Mark does her Mexican and Indian subjects a disservice, however, by lumping together their photos without captions or real explanation. She writes only that “both countries overwhelm my senses,” that “there is a primal force I sense in the people and their culture.” It’s disappointing to see this photographer so alert to visual cliché indulge in exoticism, but a breezy dismissal of political and historical context has always been a troublesome strain in Mark’s work. She once said “Falkland Road,” her 1981 book on Mumbai’s sex workers, was “meant almost as a metaphor for entrapment, for how difficult it is to be a woman.” But what could be less metaphorical than those iron cages the women were housed and displayed in? To give the viewer a point of entry, she risks trivializing not only the suffering of others, but also the power of her photographs.
For the photographs are wise, warm and complicated. Like Helen Levitt, Mark is fascinated by the inner lives of children, but rather than capturing their play, their little dramas, she has them sit for immensely dignified portraits. And in “Man and Beast,” she extends that dignity to the world of animals.
Mark wants to highlight “the anthropomorphic quality of animals, and the animalistic quality of man.” This often takes the form of obvious juxtapositions, for example, children posing with puppies to underscore their own smallness and vulnerability. But some images are haunting — a runaway bear wearing a small frock and collar being dragged back to the circus with a chain. Others correct misperceptions. Far from showing ill treatment, many of the photographs of Indian circuses emphasize the bonds between the animals and their caretakers. An elephant balancing on one leg already makes for a winning image, but what makes this a great photograph is the inclusion of the handler at the very fringe of the frame, watching the elephant with a mixture of pride and anxiety. He holds out one hand slightly, absurdly, as if to say, “I’ll catch you.”

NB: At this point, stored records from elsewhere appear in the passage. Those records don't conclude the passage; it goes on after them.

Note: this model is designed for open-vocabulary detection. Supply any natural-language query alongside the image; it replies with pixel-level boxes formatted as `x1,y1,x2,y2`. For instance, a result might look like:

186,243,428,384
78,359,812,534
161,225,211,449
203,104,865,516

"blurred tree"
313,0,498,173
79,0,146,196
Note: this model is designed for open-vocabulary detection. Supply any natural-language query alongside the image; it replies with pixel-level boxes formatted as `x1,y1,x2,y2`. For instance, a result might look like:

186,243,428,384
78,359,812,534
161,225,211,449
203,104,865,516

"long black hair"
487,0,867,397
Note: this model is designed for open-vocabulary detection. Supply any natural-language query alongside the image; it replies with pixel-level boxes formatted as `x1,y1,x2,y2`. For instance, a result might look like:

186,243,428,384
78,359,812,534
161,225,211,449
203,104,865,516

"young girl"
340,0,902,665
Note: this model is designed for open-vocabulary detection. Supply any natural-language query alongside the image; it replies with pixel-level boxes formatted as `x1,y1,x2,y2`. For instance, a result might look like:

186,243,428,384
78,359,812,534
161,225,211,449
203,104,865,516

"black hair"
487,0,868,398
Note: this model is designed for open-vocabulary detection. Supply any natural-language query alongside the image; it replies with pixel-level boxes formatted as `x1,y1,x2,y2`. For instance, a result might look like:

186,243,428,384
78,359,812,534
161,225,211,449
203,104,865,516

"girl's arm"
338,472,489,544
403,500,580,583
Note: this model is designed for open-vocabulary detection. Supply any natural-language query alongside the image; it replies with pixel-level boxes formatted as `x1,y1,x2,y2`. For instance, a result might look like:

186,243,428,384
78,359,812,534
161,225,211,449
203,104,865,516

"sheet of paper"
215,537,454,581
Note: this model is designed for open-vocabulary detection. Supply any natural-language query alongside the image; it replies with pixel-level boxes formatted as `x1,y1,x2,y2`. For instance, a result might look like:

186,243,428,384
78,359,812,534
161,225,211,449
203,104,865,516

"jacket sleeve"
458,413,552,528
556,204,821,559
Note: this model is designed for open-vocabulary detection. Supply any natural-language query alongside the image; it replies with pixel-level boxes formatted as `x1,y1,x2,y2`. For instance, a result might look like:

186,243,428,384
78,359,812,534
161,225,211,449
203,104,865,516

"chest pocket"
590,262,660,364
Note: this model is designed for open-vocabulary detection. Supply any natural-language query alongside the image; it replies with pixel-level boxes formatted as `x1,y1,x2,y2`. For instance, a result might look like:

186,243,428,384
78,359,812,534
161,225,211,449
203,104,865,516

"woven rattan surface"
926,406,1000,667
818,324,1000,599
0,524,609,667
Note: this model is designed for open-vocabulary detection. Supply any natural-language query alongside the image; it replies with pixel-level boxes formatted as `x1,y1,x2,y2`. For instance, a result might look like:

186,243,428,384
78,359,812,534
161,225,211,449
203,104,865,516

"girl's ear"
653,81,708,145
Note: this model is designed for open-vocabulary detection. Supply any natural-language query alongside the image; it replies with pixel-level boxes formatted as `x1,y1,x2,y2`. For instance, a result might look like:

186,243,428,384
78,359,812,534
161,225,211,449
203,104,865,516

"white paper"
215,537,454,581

The best images in “Man and Beast” are full of this sly humor. The book begins and ends with the same shot. An Indian king and his dog walk along a marble terrace. Their backs are to us; we cannot see their faces. The man is short and stout and cumbrous — an ungainly maharajah in midstride. But the dog trailing him is a beauty, sleek and huge as a panther. Who, the photograph asks us, is the aristocrat?